As described below, the annual shares of responsible load shall be re-calculated annually to determine that year's allocation of the updated above-market costs of DWR's contracts. Procedurally, SCE presents a range of approaches to annually implement and AMC-based cost allocation:
In order to actually prepare a [mark-to-market] evaluation to determine the AMC costs for each year, SCE recommends that the Commission allow the IOUs to develop a joint-use model. If a joint-use model cannot be developed by the IOUs, SCE recommends that the Commission adopt Henwood Energy Services' ProSym model to calculate the annual AMC costs. (footnotes omitted) This model has been utilized widely by DWR and the IOUs in the determination and allocation of DWR's annual revenue requirement and in the Long-Term Resource Adequacy Phase of Rulemaking No. 01-10-024. Most of the assumptions utilized in the ProSym model should be non-controversial. In particular, the pricing terms of the DWR contracts are public and all the IOUs have access to the same market forward curves (i.e., market price outlooks). The only issue that may prove controversial is the method to value contract optionality, which would be the reason for the IOUs to develop a joint-use model, but SCE has already made it clear that getting the MTM calculations close to actual value through ProSym is significantly better than not attributing any value or burden to the DWR contract energy received by customers (footnote omitted). Nevertheless, if the parties could not agree on assumptions, the Commission could consider evidence supporting alternative assumptions in the annual proceedings implementing the allocation of DWR's revenue requirement.

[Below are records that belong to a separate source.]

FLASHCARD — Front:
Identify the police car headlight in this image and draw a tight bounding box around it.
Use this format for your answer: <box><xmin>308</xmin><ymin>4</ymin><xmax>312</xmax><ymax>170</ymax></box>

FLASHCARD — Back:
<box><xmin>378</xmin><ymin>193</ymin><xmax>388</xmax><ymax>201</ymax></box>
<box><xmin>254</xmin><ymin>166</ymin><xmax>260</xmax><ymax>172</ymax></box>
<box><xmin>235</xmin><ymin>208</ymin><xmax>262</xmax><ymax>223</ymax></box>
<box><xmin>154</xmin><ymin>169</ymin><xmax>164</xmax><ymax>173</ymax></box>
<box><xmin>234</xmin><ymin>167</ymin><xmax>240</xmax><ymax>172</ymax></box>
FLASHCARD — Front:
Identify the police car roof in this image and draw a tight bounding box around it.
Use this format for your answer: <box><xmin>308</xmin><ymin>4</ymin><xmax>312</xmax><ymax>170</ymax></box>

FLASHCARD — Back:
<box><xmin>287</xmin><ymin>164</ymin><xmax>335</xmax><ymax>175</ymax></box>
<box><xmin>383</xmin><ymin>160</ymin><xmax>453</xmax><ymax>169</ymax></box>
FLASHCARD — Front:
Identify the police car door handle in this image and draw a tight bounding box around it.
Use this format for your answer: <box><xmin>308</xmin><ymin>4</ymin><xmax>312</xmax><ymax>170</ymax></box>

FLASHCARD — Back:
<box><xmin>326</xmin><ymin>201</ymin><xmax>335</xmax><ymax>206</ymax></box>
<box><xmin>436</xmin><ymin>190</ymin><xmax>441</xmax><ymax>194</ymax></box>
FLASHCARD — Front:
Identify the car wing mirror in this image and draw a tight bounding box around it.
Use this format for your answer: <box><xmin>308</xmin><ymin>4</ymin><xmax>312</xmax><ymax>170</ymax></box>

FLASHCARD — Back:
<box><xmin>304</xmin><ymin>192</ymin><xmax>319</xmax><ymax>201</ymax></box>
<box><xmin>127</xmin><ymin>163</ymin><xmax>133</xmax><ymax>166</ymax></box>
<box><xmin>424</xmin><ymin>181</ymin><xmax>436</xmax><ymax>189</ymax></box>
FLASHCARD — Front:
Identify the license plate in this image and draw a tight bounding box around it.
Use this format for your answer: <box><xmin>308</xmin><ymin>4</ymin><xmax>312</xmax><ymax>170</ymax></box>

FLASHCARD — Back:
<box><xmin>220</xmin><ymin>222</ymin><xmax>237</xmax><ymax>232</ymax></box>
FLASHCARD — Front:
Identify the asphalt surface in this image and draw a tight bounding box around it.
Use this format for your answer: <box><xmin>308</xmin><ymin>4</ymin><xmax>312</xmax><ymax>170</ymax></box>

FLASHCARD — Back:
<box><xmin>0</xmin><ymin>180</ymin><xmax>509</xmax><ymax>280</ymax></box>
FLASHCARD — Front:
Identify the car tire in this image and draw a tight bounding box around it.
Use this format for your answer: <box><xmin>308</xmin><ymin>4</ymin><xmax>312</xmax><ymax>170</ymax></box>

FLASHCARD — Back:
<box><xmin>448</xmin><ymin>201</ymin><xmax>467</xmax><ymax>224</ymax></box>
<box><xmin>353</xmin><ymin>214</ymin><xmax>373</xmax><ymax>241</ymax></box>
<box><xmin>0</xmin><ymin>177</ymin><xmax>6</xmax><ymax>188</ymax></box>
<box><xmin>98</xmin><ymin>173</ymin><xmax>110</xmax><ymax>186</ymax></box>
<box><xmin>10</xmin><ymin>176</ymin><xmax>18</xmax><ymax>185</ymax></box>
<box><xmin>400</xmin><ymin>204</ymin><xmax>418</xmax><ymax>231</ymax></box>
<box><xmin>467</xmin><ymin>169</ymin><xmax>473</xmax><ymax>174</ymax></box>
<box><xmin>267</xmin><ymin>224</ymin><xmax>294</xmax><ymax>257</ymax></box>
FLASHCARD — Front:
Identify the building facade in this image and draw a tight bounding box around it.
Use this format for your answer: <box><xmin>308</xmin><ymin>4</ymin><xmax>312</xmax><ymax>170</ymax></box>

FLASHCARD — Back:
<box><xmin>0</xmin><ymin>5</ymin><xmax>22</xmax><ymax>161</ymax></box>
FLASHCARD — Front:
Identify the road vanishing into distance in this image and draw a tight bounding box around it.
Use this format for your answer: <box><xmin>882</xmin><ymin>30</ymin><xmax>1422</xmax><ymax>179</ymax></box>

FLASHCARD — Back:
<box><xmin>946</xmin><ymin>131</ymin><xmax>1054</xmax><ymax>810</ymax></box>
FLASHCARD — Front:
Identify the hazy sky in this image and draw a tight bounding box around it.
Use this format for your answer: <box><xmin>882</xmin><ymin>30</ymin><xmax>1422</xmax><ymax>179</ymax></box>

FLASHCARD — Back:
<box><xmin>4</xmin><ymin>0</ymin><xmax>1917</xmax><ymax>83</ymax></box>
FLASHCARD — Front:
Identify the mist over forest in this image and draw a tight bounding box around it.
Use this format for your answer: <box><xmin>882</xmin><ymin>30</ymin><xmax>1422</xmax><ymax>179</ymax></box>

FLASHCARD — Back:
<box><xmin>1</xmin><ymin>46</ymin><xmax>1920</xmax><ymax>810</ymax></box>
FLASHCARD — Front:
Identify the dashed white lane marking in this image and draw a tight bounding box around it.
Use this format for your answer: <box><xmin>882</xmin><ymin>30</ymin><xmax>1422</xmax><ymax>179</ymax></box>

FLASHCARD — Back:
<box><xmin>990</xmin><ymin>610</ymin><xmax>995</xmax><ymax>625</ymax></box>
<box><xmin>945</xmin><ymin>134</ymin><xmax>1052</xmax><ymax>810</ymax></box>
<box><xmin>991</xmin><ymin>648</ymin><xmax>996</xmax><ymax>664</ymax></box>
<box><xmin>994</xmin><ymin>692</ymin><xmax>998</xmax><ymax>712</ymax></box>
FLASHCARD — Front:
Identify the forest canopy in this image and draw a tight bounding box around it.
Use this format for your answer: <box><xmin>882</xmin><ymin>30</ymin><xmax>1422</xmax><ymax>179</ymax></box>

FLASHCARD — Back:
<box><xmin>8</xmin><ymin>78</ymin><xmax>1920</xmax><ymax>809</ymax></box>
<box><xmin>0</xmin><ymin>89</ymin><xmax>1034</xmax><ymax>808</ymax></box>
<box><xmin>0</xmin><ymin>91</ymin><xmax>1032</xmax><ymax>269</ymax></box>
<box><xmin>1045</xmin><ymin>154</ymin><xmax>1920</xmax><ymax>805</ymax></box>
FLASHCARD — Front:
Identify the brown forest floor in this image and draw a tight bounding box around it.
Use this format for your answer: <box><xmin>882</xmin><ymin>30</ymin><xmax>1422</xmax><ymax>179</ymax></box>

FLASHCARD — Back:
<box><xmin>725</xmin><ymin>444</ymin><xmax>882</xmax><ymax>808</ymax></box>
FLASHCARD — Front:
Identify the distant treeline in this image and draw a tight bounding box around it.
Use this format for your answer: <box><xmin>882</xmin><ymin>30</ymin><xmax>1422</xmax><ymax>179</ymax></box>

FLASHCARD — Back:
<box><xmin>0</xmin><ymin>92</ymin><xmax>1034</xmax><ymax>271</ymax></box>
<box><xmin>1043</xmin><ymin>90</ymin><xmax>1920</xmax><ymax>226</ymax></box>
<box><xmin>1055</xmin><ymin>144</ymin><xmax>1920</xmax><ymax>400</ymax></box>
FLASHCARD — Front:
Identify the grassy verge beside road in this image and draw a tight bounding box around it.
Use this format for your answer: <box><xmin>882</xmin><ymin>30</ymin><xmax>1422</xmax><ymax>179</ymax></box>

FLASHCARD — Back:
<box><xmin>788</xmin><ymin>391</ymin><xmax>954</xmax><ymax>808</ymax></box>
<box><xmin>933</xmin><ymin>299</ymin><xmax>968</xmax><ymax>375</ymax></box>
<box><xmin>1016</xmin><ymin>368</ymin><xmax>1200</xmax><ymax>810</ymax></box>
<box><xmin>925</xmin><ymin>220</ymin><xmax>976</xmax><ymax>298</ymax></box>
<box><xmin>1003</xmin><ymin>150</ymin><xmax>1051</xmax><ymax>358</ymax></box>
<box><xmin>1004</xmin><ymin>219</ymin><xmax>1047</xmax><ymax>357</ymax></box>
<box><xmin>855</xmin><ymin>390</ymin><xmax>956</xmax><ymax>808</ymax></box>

For 2004, the Commission can either utilize the data provided in Table VII-3 (Errata) [Exhibit 04-28], or allow the IOUs to provide updated assumptions. If such a process is utilized, the IOUs will need an additional 15 business days to make relevant adjustments to the assumptions, and validate the ProSym above-market DWR cost model run. The results could then be provided to the Commission in a compliance filing. (SCE Opening Brief, p. 17.)
We adopt the implementation approach outlined by SCE, as follows: for 2004, we direct the IOUs to provide updated above-market cost estimates to the Commission in a compliance filing, on the 15th business day following the date of this decision. The Commission's Energy Division shall be included by the IOUs in their discussions as they prepare this filing, so that we may act on it promptly after receipt.
Pending the compliance filing submission by the IOUs of the final results of the allocation methodology we adopt today, an illustrative calculation of the results, and the resulting power charges that shall serve as the basis for IOU remittances to DWR, is provided in Appendix A.